4. São questões a se colocar quando se
analisa uma dessas emissões: a câmera frenética,
o split-screen charmoso, a forma como a câmera
está sempre atrasada em relação
aos personagens no modo como as novidades transcorrem
em 24 Horas devemos isso a Surnow &
Cochran ou a Hopkins? A pouca iluminação,
vindo sempre da lateral, a pouca utilização
de maquiagem, a interpretação contida
e tensa em Deadwood Walter Hill ou David
Milch?

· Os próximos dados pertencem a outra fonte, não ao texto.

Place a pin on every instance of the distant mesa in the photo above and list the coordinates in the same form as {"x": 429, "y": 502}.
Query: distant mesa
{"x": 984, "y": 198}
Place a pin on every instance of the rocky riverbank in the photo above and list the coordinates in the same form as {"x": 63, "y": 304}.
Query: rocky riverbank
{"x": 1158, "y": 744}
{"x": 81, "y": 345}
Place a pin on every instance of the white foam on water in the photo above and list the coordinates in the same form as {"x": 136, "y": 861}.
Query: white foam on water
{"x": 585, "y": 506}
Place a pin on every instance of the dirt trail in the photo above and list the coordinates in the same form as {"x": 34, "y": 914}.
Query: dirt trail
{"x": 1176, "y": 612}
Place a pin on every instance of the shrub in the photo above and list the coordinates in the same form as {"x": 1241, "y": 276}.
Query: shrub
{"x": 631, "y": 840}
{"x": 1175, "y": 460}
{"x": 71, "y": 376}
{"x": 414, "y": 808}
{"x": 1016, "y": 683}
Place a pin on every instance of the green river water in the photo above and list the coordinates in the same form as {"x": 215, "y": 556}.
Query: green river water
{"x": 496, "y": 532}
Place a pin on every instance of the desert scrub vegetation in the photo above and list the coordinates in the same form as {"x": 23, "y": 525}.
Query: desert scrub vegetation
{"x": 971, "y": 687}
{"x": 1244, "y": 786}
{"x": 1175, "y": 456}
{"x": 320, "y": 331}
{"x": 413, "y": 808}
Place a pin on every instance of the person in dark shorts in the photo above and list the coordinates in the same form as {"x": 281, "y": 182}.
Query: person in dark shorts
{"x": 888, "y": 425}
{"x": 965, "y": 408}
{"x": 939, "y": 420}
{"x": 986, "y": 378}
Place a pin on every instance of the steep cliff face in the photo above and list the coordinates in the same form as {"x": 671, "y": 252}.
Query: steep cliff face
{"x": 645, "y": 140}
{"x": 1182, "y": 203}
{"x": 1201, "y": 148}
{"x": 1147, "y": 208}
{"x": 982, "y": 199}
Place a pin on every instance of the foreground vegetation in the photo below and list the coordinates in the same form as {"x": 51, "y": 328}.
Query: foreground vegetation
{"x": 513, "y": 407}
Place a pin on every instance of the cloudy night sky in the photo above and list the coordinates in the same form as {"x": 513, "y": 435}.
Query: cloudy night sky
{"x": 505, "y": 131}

Claro que grande parte do interesse dessas séries
se dá fora do domínio de estilo visual
as circunvoluções de cada personagem
em ambas as séries, o ritmo de 24 Horas,
ou a relação com a iconografia do oeste
americano, os hábitos e a maneira de falar em
Deadwood, por exemplo.
5. Outro dado a se ter em mente é que, diferentemente
da maior parte das produções americanas,
as séries se fazem na correria, e em algumas
ocasiões um episódio é dirigido
sem que o quinto episódio à frente tenha
sequer sido escrito. Isso é um dado a se levar
em conta, assim como o tamanho da temporada, os padrões
e as facilidades de produção. É
diferente dar coerência e sentido de integralidade
a dez horas de produção disseminadas entre
diversos roteiristas e diretores diferentes de fazer
o mesmo com um produto de duas horas dirigido por uma
pessoa só. Como em geral as séries não
são pensadas pelos diretores com muito tempo
de antecedência, o espaço para certos detalhes
é sensivelmente menor em relação
aos filmes (ou, ao menos, em relação aos
melhores filmes), o que serve menos de desculpa do que
dá um valor suplementar a determinadas séries
com padrão superior de produção,
como as da HBO (A Sete Palmos, A Família
Soprano, Deadwood).
6. Terreno ainda instável para avaliações
definitivas de estilo, narrativa e quetais, a série
americana vive um apogeu de formas e temas de um período
clássico que ainda não se tornou auto-consciente:
sonho da época de ouro dos estúdios hollywoodianos,
regressão pós-cinema moderno? Antes uma
nova experiência da crença cinematográfica
e um convívio com uma recuperação
do gênero que fazem falta no cotidiano das salas
de cinema hoje em dia, viciadas que estão (a
se ver nos filmes de terror, por exemplo) nos jogos
de esperteza com o espectador. Momento privilegiado
porque recupera, depois do modernismo e de seu pós,
um instante de crença sem necessidade de aceder
a um neo-classicismo que recalca a idade da imagem.
A imagem se problematiza na surdina, disfarçada
de mero veículo de entretenimento. Hora para
o começo de uma nova política dos autores?